No respondió y se sentó airada, quitándose la piel de zorro de los hombros.
—Mamá habla mucho —me dijo cuando nos quedamos solas—, no es nada seguro que te cases. Papá ha ido allí y se han puesto como locos, por poco no se han matado a golpes. Ellos han ofrecido dinero para que papá esté callado y tú te vayas a tener tu niño a alguna otra parte, y lo de la boda ya se verá, ya se verá, decían. Papá se ha puesto a gritar que le habían deshonrado, y que él iba al tribunal si Giulio no prometía casarse contigo. Cuando lo he visto llegar estaba hecho un trapo. Ya te había dicho yo que esto acababa así. Ahora tendrás que estar encerrada en casa, porque en el pueblo ya han empezado a hablar. No saben nada pero se huelen que hay algo. Que lo disfrutes.
Por la tarde vino de nuevo Giovanni. Ahora lo sabía también él y me miró con una expresión maliciosa.
—El Nini no sabe todavía lo tuyo.
—No quiero que se lo digas —le dije.
—Quédate tranquila que no se lo digo —me dijo—, a ver si crees que me divierto contando tus hazañas. Te has metido en un buen lío. Quién sabe si se casa contigo. De momento se ha marchado y no se sabe dónde está. Dicen que ya estaba prometido. Lo que es yo, no me preocupo del asunto. Vete al diablo tú con tu niño.
Me incorporé y le lancé un vaso que había en la mesilla. Se puso a gritar y quería pegarme, pero vino mi madre, lo agarró por la chaqueta y lo arrastró fuera.
Mi madre no quería que bajase a la cocina o a las habitaciones de abajo por miedo de que me encontrase con mi padre. Supe por Giovanni que mi padre había jurado que si llegaba a verme, no volvería más a casa. Pero yo no tenía ganas de moverme de mi cama. Por la mañana me ponía el vestido para no tener frío, me ponía las medias y volvía a tenderme en la cama con la manta encima. Estaba mal. Cada día que pasaba era peor. Mi madre me traía la comida en una bandeja, pero yo no comía. Una noche Giovanni me lanzó una novela.

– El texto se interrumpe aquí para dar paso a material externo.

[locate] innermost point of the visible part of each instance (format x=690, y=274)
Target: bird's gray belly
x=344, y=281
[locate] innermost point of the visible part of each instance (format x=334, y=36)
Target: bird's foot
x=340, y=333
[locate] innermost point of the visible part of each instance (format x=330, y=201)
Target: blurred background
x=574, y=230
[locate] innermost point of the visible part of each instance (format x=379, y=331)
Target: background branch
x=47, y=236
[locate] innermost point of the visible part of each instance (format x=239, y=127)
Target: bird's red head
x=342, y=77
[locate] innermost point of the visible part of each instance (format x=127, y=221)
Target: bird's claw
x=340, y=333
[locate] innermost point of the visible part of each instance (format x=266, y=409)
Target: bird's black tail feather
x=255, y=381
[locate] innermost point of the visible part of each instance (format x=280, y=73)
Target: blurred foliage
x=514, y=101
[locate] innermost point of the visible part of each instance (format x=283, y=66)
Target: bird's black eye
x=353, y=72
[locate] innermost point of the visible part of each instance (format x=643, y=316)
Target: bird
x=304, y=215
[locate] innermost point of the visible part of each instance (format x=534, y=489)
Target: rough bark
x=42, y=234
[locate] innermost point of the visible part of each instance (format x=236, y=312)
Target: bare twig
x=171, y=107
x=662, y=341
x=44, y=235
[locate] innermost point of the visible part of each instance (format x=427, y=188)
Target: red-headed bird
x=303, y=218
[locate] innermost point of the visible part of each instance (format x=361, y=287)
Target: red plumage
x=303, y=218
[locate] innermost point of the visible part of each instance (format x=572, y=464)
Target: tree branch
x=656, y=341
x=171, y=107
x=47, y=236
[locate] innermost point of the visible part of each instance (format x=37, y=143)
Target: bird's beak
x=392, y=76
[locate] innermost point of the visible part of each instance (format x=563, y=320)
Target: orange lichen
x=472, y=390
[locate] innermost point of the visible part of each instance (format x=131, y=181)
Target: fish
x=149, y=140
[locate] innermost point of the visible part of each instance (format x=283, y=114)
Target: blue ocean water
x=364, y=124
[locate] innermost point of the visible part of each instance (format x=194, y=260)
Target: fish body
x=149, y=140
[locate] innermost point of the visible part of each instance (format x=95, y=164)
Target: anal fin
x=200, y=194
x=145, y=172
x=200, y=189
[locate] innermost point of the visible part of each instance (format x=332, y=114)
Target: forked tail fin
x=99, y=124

—Te la manda el Nini —me dijo—, te ha esperado tres horas delante de la fábrica. Hace muchos días que te espera, dice. «Está mal», le he contestado.
Intenté leer la novela pero acabé dejándola. Era de dos que mataban a una chica y la encerraban en un baúl. La dejé porque me daba miedo y porque no estaba acostumbrada a leer. Cuando había leído un poco me había olvidado de lo que decía antes. Yo no era como el Nini. No necesitaba leer para pasar el tiempo. Me había hecho traer el gramófono a la habitación y escuchaba la voz clueca repetir:
Manos de terciopelóo
Manos perfumadáas
¿Era un hombre o una mujer quien cantaba? No se distinguía bien. Pero me había acostumbrado a aquella voz y me gustaba oírla. No habría querido otra canción. Ahora no quería ya cosas nuevas. Me ponía todas las mañanas el mismo vestido, un vestido viejo, estropeado, con remiendos por todas partes. Pero ahora los vestidos ya no me interesaban.